Veterans Fire Corps Opens New Career Options to Vets
When Joe Svidron’s days as an active member of the U.S. Marine Corps ended and his time as a park management major began, the transition was anything but smooth. After four years in the military, college was like a foreign land, full of younger students whose world of fashion and fads was nothing like the one Svidron left when he enlisted, and military discipline had nothing in common with college life.
“Going back to school wasn’t so great, and it was hard to acclimate because everybody’s five, six, seven years younger than you,” Svidron said. “The things they’re doing now you had no clue were going on when you were in the military, so it’s kind of foreign to you. You’re looking for that camaraderie and that sense of purpose and accomplishment again, and it’s not really there in the civilian sector.”
A smoother mode of re-entry
All that changed when Svidron stumbled across an advertisement for the Student Conservation Association Veterans Fire Corps, a 90-day program that partners with the U.S. Forest Service to give military veterans the chance to explore conservation-related careers while providing a semi-structured transition back to civilian life.

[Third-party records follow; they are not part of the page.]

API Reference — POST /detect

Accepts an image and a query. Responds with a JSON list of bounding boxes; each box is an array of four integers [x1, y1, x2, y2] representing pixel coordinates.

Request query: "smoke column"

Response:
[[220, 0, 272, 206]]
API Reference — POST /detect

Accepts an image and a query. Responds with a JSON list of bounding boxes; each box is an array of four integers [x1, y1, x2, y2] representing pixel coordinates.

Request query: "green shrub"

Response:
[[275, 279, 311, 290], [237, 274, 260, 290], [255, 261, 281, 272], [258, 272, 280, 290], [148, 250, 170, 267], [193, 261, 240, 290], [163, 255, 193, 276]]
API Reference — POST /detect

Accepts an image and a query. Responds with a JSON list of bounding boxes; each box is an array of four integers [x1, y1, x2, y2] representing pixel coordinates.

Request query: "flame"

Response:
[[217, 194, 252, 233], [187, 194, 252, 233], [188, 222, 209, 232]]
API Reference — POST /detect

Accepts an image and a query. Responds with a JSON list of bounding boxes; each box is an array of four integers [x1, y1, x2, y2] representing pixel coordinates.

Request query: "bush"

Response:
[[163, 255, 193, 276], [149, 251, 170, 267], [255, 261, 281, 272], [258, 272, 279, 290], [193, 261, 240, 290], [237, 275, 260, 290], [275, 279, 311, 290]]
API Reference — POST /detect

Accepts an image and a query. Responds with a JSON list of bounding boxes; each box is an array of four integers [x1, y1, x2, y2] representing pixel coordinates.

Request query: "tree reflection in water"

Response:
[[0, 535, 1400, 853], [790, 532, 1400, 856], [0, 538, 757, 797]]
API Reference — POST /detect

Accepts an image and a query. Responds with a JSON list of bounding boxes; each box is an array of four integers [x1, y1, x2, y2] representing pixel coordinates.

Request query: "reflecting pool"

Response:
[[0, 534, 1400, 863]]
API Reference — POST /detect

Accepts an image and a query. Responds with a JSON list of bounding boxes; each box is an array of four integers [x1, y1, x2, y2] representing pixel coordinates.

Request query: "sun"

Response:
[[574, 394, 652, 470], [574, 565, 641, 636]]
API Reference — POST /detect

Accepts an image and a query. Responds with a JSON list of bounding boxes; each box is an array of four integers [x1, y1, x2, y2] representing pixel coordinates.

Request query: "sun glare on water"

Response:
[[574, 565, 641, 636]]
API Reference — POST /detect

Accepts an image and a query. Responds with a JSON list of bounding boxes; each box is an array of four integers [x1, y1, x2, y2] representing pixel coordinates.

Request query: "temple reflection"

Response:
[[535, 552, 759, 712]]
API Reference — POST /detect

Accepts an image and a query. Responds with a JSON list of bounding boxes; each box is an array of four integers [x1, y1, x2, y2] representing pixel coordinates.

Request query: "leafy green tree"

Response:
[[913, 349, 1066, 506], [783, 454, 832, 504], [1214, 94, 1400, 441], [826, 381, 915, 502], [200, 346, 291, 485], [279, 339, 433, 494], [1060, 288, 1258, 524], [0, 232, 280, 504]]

“The VFC, they offer us a chance to get back into that (civilian) lifestyle but not headfirst,” Svidron said. “They allow you to dip your toe in there.”
The program fulfills Svidron’s internship requirement for his degree, but for him and the other five men on his Buffalo-based crew, it’s more than just a job.
“You’re showing up again. You’re getting a uniform. You’re part of a team again, and you’re doing stuff that’s productive,” said Mike Madalena, the crew’s leader and an evangelist for the program since his first encounter with it in 2012. “You get that sense of importance again.”
After a two-week training session in the Black Hills with the other six SCA veterans’ fire crews in the Rocky Mountain Region, Madalena’s group headed to its station at Tyrell Work Center in the Bighorn National Forest. They’ve been spending their days clearing hazard trees from recreation areas, installing wooden fences and closing down undesignated campsites, among other tasks, but the crew is much more than just a supply of physical labor. If a fire breaks out in the Big Horns, they’ll be ready to fight it, and a rotation of “administratively determined assignments” gives each member seven days to shadow a worker in a career of their choice.